To prevent mold from growing, Jason and Fran Parr have already torn out walls and insulation of their home in the Pacific Junction area. They told Delaney their home’s future is up in the air.
“We’re preserving the option to rebuild,” Fran Parr said. “That’s all we’re doing is we’re preserving.”
The Parrs and their twin 4-year-old sons live about three miles from the Missouri River. They did not have flood insurance and since they don’t live in the floodplain, flooding was “the last thing on [their] minds,” they said.
But when a mix of rain, snowmelt, frozen ground and a rapid warming event triggered major to historic flooding across the Midwest in March, water reached about 9 feet high in their home.

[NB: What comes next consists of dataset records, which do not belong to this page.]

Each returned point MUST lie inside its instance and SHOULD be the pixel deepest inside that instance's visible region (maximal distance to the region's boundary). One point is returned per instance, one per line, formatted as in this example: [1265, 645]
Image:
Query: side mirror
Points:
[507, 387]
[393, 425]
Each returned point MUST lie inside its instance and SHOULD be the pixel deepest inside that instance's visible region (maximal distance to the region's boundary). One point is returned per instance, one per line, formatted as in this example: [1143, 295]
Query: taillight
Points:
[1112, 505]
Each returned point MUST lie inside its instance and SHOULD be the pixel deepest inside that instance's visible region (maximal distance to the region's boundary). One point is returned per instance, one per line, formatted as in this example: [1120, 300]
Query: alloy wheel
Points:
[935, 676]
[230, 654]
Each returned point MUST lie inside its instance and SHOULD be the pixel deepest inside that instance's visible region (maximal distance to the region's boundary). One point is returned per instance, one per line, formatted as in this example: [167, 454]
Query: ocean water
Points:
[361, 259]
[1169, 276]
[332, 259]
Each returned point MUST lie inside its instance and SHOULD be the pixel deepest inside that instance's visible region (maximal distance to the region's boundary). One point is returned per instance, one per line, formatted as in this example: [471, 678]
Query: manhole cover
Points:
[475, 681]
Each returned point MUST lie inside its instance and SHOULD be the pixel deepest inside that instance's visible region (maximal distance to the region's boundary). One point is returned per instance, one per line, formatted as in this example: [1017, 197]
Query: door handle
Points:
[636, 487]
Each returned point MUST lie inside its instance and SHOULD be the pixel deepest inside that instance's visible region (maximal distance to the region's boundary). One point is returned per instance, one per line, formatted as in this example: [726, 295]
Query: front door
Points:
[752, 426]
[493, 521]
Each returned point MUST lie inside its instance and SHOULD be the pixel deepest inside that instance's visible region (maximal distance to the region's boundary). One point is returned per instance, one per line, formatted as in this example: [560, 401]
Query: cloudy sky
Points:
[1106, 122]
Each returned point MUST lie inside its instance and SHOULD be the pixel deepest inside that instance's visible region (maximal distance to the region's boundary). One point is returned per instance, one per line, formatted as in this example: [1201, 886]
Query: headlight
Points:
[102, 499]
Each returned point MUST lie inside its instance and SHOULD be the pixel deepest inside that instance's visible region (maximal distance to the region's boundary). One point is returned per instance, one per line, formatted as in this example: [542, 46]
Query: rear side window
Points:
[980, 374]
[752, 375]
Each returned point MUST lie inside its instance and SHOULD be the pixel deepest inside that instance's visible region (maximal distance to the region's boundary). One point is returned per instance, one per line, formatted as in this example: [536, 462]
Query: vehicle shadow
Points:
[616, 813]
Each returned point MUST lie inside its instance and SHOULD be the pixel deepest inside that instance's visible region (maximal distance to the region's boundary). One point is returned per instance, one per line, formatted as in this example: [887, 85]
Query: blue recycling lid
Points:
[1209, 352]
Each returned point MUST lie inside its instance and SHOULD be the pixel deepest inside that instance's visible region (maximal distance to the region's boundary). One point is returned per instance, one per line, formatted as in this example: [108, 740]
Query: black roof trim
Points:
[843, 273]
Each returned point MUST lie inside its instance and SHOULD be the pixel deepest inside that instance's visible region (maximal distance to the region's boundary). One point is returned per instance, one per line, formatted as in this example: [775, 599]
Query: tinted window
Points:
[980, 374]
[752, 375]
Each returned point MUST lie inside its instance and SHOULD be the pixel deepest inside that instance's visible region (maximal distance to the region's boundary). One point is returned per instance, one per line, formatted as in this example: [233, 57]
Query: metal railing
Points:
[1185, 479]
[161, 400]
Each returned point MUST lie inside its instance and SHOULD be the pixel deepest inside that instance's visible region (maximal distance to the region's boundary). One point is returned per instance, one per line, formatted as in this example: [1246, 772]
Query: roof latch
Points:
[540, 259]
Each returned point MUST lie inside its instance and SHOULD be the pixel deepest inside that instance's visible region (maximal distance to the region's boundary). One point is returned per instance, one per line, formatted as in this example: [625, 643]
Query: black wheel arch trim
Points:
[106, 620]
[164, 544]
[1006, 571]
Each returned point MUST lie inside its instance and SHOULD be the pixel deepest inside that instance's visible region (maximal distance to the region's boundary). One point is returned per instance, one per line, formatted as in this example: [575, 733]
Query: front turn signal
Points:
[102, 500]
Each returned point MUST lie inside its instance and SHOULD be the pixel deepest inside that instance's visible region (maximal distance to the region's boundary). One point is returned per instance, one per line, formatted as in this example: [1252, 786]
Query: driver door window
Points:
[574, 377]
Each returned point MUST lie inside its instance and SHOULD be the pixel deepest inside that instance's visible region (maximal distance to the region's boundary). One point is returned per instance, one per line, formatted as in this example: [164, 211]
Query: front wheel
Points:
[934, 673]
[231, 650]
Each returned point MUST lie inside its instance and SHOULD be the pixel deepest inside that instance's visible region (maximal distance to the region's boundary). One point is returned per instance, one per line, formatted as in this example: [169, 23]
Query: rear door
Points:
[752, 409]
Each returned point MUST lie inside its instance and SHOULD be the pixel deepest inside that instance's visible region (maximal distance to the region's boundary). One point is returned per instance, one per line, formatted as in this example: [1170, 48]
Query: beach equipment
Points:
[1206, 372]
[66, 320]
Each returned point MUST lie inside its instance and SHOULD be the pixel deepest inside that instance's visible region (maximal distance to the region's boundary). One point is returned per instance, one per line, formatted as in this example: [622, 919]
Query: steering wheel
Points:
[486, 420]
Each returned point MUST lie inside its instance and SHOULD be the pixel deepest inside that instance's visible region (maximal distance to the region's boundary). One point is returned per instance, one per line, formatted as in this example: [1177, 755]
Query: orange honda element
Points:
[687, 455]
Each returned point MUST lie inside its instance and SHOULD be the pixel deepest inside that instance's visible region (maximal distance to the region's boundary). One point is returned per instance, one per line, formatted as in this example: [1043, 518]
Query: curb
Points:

The Parrs were evacuated for over a month and even though evacuations have been lifted across Mills County, many homes are still inaccessible and the damage is extensive. The family has been staying in Council Bluffs.
“How much of your personal belongings were you able to get out?” Delaney asked them.
“Three miles away from the river, [we thought] ‘it’s only going to be a foot deep, we don’t want to take everything’," Jason Parr said. “So we got things with motors. We got my tractor out, we got a truck out, we got a couple welders…”
“You get family mementos out, that kind of stuff?” Delaney asked.
The Parrs said they took a wedding photo with them. They stored a lot of things upstairs, which was “unscathed," they said.
After the brief tour of the Parr household, Delaney spoke with reporters and acknowledged the scale of the devastation, calling it “enormous.” The former congressman is one of a handful of presidential candidates pointing at climate change as a factor in the flooding.
Delaney says climate change will make flooding more frequent and more severe and he believes it will leave future generations with an unpayable debt.
“The fact that we haven’t dealt with it, the fact that we haven’t taken any affirmative steps I think is putting the next generation in a position where they’re going to have to deal with something that they’re really not going to be able to deal with,” Delaney said. “So I will deal with that as president.”
He said he is a proponent of investing in more "weather and climate resilient infrastructure" to better manage flooding and other disasters.
“And I’d be saying the same thing if I was in a coastal Florida community because they’re going to have to deal with this for really, decades, because of what we haven’t dealt with in the past,” Delaney said.
Delaney has rolled out a plan that puts a price on carbon and aims to cut greenhouse gas emissions by more than 90 percent by 2050.
Delaney’s visit to the Parr home is one of several stops he is making this week on a three-day swing through Iowa. He plans to visit 11 counties during this trip.